Every dollar I withdraw to live on comes from our long-term financial freedom portfolio. The thing we built for our future. For the kids. For the "never have to work again" number. Every month of burn eats into that.
And that's a real tension. Every time I check the balance, there's a voice that says: "You should be earning. You're shrinking the thing you spent years building."
The Reframe: But then I realized... this one year of burn? It's also an investment.
If I had been stressed and chasing revenue, I never would have had the time to explore AI the way I did. I never would have built Sonny. I never would have discovered Claude Code, or started building a digital factory.
All of those things happened because I gave myself permission to stop earning and start learning. The portfolio shrinks a little on paper.
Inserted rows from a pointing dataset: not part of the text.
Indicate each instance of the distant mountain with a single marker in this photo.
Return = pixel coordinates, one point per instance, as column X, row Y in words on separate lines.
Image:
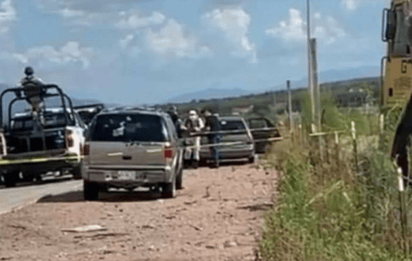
column 208, row 94
column 324, row 77
column 331, row 76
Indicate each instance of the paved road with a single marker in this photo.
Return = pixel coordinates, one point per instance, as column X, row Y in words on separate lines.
column 15, row 198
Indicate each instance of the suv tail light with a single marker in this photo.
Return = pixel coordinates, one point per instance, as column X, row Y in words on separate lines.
column 69, row 138
column 168, row 153
column 2, row 146
column 86, row 150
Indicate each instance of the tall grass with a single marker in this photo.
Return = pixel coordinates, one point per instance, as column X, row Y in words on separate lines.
column 331, row 210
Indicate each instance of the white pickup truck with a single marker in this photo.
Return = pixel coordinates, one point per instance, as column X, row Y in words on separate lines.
column 33, row 145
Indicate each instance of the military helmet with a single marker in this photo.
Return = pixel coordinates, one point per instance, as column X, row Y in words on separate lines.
column 28, row 71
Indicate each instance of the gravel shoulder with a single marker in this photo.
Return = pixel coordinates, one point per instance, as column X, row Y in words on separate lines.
column 217, row 216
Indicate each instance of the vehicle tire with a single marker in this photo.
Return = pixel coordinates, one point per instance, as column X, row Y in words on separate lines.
column 77, row 172
column 10, row 180
column 169, row 189
column 179, row 179
column 90, row 190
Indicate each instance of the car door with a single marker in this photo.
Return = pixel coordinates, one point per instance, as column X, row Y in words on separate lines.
column 262, row 129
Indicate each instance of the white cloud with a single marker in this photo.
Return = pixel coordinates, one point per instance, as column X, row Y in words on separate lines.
column 291, row 30
column 294, row 29
column 69, row 13
column 7, row 15
column 350, row 4
column 135, row 22
column 71, row 52
column 171, row 39
column 124, row 42
column 235, row 24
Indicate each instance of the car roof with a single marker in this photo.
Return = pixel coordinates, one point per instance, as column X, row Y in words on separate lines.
column 231, row 118
column 28, row 112
column 133, row 111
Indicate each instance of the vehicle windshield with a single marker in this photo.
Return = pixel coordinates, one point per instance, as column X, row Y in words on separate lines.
column 232, row 125
column 51, row 120
column 128, row 127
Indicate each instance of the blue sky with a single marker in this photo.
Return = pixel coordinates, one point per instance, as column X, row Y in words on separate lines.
column 147, row 51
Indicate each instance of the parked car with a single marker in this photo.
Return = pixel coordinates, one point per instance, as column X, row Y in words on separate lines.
column 87, row 112
column 242, row 139
column 132, row 148
column 262, row 129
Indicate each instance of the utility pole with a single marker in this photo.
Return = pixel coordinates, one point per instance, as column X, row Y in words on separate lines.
column 316, row 83
column 310, row 63
column 290, row 105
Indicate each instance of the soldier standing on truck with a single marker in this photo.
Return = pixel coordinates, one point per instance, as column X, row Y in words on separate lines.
column 34, row 93
column 193, row 125
column 212, row 124
column 32, row 89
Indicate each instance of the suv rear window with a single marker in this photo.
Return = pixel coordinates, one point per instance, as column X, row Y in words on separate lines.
column 128, row 127
column 232, row 125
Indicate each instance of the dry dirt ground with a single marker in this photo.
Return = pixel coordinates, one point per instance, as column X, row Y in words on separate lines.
column 217, row 216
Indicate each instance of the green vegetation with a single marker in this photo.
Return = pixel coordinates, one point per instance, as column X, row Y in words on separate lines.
column 329, row 208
But what I'm building with that time could be worth 10x what I withdrew.
Holding: AI stocks. The same ones funding this season. They've been good to us.
Watching: The tension between drawing down and doubling down. Every month is a gut check.
The Thesis: Sometimes the best investment isn't adding to your portfolio. It's buying yourself time. You can't see the future when you're drowning in the present.
🧬 The Protocol (Health & Weirdness)
I sleep on an Eight Sleep mattress in Singapore. Temperature set low. All the right conditions. And most days? I wake up yellow on my Whoop. Not red. But yellow. Mediocre recovery. Even when I sleep 7-8 hours. Night after night, the same... just okay.
Then I went to Hakuba, Japan. I snowboarded all day. 6-7 hours of sleep. Same Eight Sleep temperature control.
I woke up green. Full recovery. Every single morning.
Same mattress tech. Same temperature. Fewer hours of sleep. More physical output. And my body recovered better.
The only variable that changed? I completely disconnected from work.
The Data: HRV — the number that drives your Whoop recovery score — responds more to chronic psychological stress than sleep duration or physical output. Let that sink in. I can snowboard for 8 hours, sleep less, and still recover better than a quiet day in Singapore... because my nervous system finally let go.
Building AI agents. Running a digital factory. Debugging Sonny at midnight. Checking Slack in bed. That keeps your sympathetic nervous system in a low-grade fight-or-flight state. 24/7. Even when you think you're "relaxing."
The moment I removed the work input — even when I added heavy physical stress — my body downregulated. Recovery spiked.
The Experiment: I'm engineering a hard "Operator Off" cutoff in Singapore. A specific time each night where I fully disconnect. No Slack. No agent debugging. No "quick check." I'm treating my evening like I'm on a mountain with no cell signal.
The Hypothesis: If I can simulate the Hakuba disconnect every night, my HRV baseline should shift within 2-3 weeks.
The Honest Part: This is the hardest protocol I've ever tried. Harder than mouth taping. Harder than the walking pad. Because this one requires me to trust that the agents can run without me. That the business doesn't need me for those hours. That I'm not falling behind by switching off.
And that... ties right back to the nervous system work I'm doing in therapy. The hyper-vigilance. The fear that stillness is dangerous. Turns out, my Whoop data is just confirming what my therapist already told me.
The battlefield isn't my sleep schedule. It's my inability to let go.